Berdasarkan wawancara dengan duta digital Kampar, Rahmat menyampaikan bahwa kecenderungan umum lima desa dampingannya (Desa Koto Mesjid, Pulau Gadang, Tanjung, Gunungsari dan Ridan Permai), di awal-awal masa pendampingannya 2021 silam, adalah desa-desa yang belum memiliki dukungan infastruktur digital, sehingga sistem informasi desa masih lemah. Salah satunya adalah belum memiliki kanal atau platform khusus bagi desa untuk publikasi informasi desa dari Kementerian Komunikasi dan Informatika (Kominfo). Padahal, banyak sekali desa di Indonesia yang telah difasilitasi pengembangan situsnya oleh kementerian ini.
Mencermati kondisi ini duta digital mengintensifkan komunikasi dengan pemerintah desa untuk mengetahui lebih seksama kebutuhan desa terkait dengan website. Salah satu kebutuhan utama dari desa adalah untuk mengoptimalkan layanan pengurusan surat-menyurat, pemasaran produk ekonomi lokal dan menguatkan database desa. Menindaklanjuti hasil pemetaan kebutuhan desa terkait dengan transformasi digital tersebut, duta digital yang memang memiliki kemampuan telematika (pemrogaman dan pengembambangan website) segera membuatkan prototype. Dengan prototype, pihak desa dapat mengetahui gambaran umum atas website yang akan diterimanya kelak.
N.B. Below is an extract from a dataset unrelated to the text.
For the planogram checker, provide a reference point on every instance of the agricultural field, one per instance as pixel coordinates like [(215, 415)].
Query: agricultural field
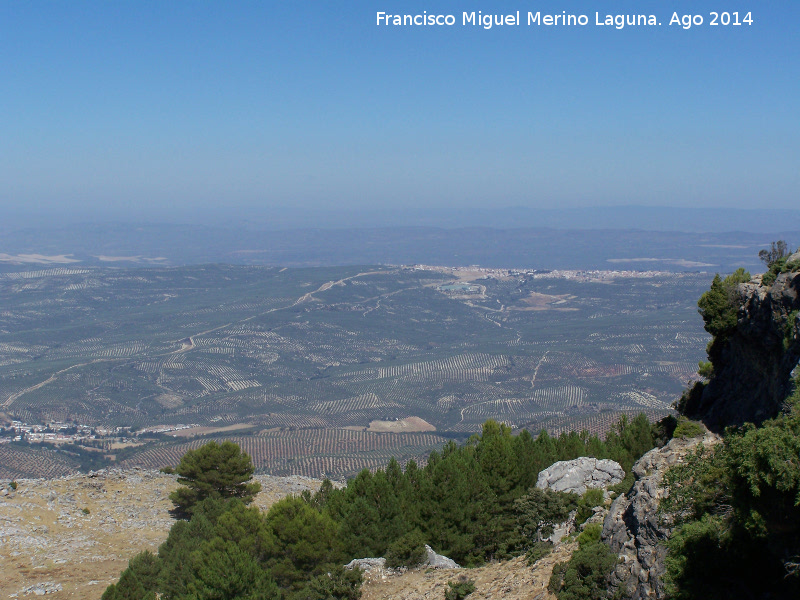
[(292, 351)]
Proses komunikasi dengan pihak Kominfo menghasilkan kesepakatan. Pihak Kominfo membuatkan desa website dengan hosting resmi “desa.id”. Kelima desa dampingan Rahmat, akhirnya memiliki website. Desa Pulau Gadang adalah desa yang paling awal menerima dan berhasil mengembangkan portal resminya dengan alamat hosting https://pulaugadang.desa.id/. Namun, karena pihak Kominfo tidak memberikan akun atau hak otonomi kepada desa untuk mengelola sendiri website yang telah dibuatkan dengan alasan akun milik negara, akhirnya dengan bantuan pihak ketiga, Pemerintah Desa Koto Mesjid membangun website desa berbasis hosting “.com”, https://kotomesjid.com/. Karenanya saat ini desa ini memiliki dua alamat website.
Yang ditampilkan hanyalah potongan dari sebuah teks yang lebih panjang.